A gallon rises at the rate of 8 feet per second from a point on the ground 12 feet from an observer. To 2 decimal places in radians per second, find the rate of change of the angle of elevation when the ball on is 9 feet above the ground. Type your answer in the space bellow. If your answer is a number less than 1, place a leading "0" before the decimal point (ex:0.35)

Answer 1

Make your sketch. (What is rising, a gallon, a ball or a balloon ????)

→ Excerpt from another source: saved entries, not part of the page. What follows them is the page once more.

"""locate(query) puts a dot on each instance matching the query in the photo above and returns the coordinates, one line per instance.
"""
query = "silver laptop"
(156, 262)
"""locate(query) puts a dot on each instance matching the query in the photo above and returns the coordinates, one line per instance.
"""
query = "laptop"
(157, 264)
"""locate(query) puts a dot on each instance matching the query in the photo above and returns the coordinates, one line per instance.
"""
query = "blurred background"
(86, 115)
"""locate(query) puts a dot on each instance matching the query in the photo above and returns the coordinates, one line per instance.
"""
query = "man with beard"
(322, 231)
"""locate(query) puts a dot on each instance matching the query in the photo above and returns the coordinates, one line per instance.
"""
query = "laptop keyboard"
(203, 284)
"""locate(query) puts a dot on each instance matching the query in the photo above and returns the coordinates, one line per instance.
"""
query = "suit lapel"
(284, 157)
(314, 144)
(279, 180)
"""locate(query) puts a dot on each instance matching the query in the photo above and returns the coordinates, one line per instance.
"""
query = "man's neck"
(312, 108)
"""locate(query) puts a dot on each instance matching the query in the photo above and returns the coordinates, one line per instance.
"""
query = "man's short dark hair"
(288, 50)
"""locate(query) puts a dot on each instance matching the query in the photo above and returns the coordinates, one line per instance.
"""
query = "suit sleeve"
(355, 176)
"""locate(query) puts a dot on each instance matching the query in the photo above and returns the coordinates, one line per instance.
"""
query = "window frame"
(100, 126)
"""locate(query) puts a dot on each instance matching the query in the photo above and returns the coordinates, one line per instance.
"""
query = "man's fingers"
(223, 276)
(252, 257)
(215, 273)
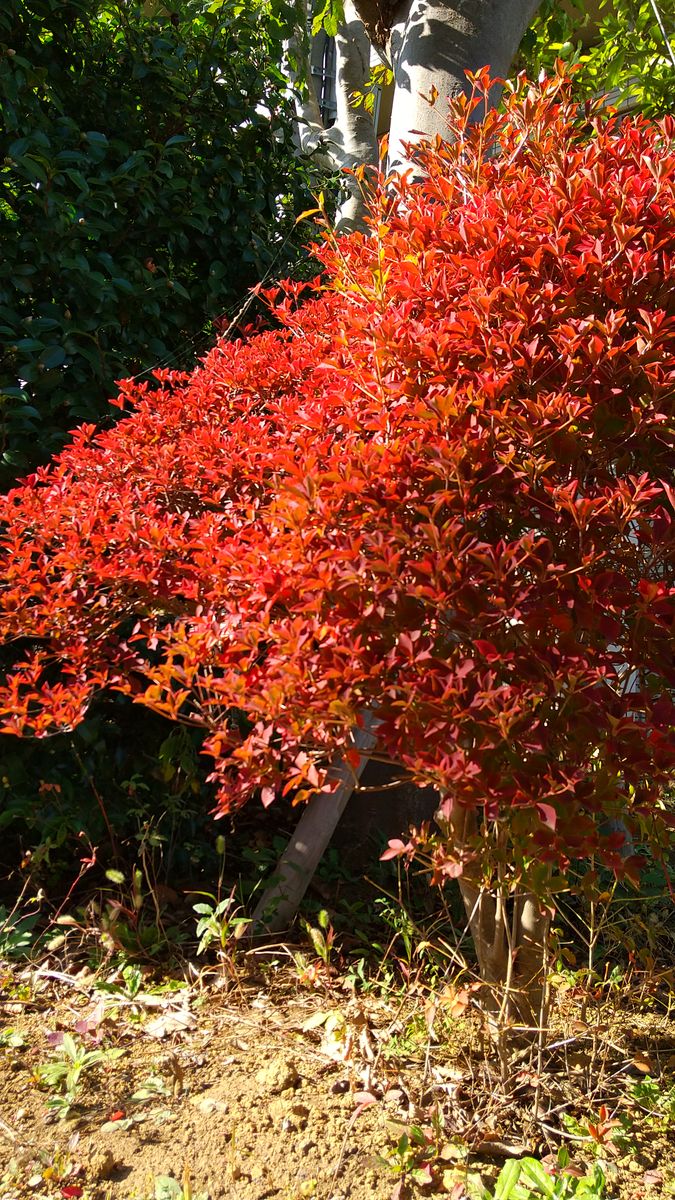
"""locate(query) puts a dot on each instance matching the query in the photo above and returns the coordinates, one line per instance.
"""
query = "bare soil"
(255, 1089)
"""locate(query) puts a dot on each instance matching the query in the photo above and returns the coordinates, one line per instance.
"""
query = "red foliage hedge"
(441, 490)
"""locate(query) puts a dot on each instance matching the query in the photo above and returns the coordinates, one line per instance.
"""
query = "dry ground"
(257, 1087)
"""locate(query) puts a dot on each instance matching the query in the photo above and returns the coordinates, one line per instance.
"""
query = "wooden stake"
(281, 899)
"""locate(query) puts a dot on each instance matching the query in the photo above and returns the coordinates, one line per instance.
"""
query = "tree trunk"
(511, 931)
(352, 141)
(432, 43)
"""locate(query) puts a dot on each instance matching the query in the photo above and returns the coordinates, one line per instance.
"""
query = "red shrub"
(441, 490)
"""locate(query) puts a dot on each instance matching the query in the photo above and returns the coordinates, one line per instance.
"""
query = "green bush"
(147, 180)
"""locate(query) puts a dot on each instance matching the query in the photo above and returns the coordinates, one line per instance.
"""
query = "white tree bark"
(432, 43)
(352, 141)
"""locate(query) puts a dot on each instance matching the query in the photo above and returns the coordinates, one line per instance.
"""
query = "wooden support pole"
(280, 901)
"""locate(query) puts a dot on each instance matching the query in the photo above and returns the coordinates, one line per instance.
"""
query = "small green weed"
(17, 933)
(219, 924)
(64, 1072)
(167, 1188)
(11, 1039)
(655, 1101)
(526, 1179)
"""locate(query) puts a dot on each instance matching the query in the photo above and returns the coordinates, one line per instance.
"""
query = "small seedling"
(527, 1179)
(64, 1073)
(167, 1188)
(322, 937)
(219, 924)
(11, 1039)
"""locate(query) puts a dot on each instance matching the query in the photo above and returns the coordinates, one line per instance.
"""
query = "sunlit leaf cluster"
(437, 490)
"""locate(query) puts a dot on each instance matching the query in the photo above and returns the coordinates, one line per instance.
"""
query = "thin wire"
(239, 312)
(663, 34)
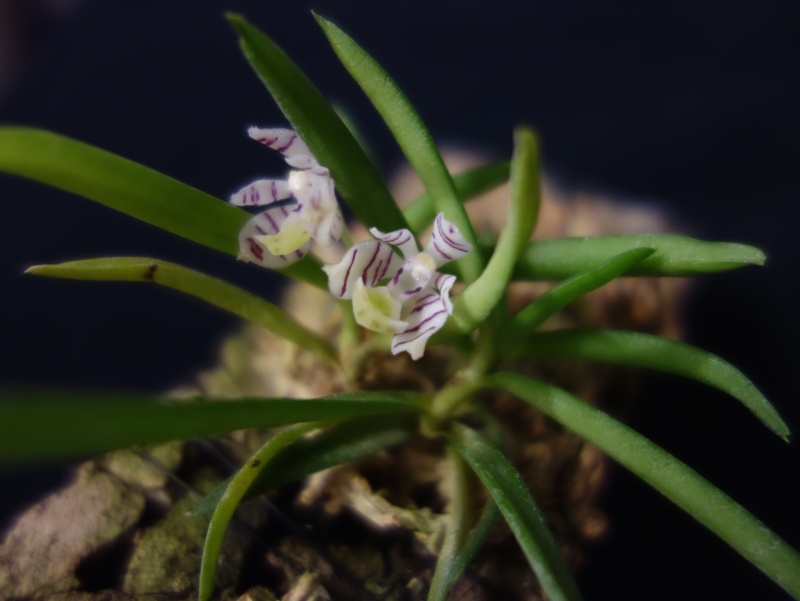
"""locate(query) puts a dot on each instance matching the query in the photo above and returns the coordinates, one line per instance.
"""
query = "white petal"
(427, 316)
(290, 145)
(261, 192)
(376, 309)
(443, 283)
(402, 239)
(368, 261)
(412, 277)
(317, 206)
(446, 243)
(252, 247)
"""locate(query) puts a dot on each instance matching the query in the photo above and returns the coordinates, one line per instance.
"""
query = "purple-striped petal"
(262, 192)
(371, 261)
(426, 317)
(402, 239)
(317, 206)
(446, 243)
(290, 145)
(252, 247)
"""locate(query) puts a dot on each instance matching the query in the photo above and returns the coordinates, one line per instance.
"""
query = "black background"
(692, 105)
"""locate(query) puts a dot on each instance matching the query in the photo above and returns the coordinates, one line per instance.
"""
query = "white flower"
(415, 301)
(282, 233)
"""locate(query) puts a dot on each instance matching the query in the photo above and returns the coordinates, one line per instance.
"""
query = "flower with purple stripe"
(299, 209)
(395, 288)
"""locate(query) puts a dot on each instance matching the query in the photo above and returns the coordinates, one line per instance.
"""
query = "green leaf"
(560, 258)
(509, 491)
(411, 134)
(675, 480)
(477, 537)
(336, 445)
(654, 352)
(458, 516)
(328, 138)
(469, 184)
(37, 426)
(214, 291)
(121, 185)
(532, 316)
(473, 305)
(234, 492)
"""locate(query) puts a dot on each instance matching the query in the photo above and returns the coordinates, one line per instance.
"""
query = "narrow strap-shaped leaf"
(341, 443)
(654, 352)
(532, 316)
(458, 516)
(508, 490)
(560, 258)
(477, 537)
(469, 184)
(233, 494)
(122, 185)
(357, 179)
(37, 426)
(473, 305)
(672, 478)
(212, 290)
(411, 134)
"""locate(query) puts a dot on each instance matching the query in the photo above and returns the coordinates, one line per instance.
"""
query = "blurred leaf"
(475, 303)
(508, 490)
(214, 291)
(469, 184)
(477, 537)
(234, 491)
(356, 178)
(411, 134)
(654, 352)
(458, 515)
(675, 480)
(122, 185)
(336, 445)
(38, 426)
(532, 316)
(560, 258)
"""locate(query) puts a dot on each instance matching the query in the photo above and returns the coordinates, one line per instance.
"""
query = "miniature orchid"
(282, 234)
(415, 302)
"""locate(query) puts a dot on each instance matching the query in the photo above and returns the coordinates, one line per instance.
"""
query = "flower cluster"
(414, 303)
(282, 233)
(395, 288)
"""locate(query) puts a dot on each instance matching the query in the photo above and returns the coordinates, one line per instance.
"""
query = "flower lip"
(282, 233)
(415, 303)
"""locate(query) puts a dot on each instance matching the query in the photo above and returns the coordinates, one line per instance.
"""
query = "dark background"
(692, 105)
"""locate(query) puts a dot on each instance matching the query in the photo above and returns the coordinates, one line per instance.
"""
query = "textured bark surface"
(125, 527)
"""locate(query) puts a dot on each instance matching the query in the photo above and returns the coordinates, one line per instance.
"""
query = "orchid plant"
(404, 295)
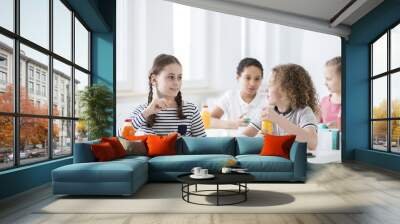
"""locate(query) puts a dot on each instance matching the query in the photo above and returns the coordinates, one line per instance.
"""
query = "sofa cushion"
(185, 163)
(83, 152)
(116, 145)
(161, 145)
(111, 171)
(134, 147)
(208, 145)
(257, 163)
(103, 152)
(277, 145)
(249, 145)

let the height of "whatever is rising" be y ft
let the angle of elevation be Ø
tanØ = y/12
y = 12 tanØ
dy/dt = 12sec^2 Ø dØ/dt

in your sketch, let y = 9
then h^2 = 12^2 + 9^2 = 225
h = 15
then cosØ = 12/15 = 4/5
secØ = 5/4
sec^2 Ø = 25/16

now you got all your values to put into
dy/dt = 12sec^2 Ø dØ/dt

Answer 2

Yes I'm sorry, i meant to type "balloon". I'm still a little confused, can you give me the exact number that is the answer so I can better understand please?

Answer 3

Giving you the "exact" number, will not help you understand it, the solution I gave you

will help you understand it.

Answer 4

ok but I need to finish with the exercise with the answer but I don't understand. Can you finish with my question please?

Answer 5

To find the rate of change of the angle of elevation, we need to calculate the derivative of the angle with respect to time. Given that the gallon rises at a rate of 8 feet per second, we can use the formula for the angle of elevation:

tan(angle) = (height of the gallon) / (distance from the observer)

At a height of 9 feet, the distance from the observer remains constant at 12 feet. So we can write:

tan(angle) = 9 / 12

To find the derivative, we can apply the derivative of the inverse tangent function to both sides of the equation:

d/dt(tan(angle)) = d/dt(9 / 12)

Using the chain rule, we can rewrite this as:

sec^2(angle) * d(angle)/dt = 0

Since sec^2(angle) is never zero, we can divide both sides by sec^2(angle) to solve for d(angle)/dt:

d(angle)/dt = 0 / (sec^2(angle))

The derivative of the angle of elevation with respect to time is therefore equal to zero, since sec^2(angle) is nonzero for all angles.

So, the rate of change of the angle of elevation when the gallon is 9 feet above the ground is 0 radians per second.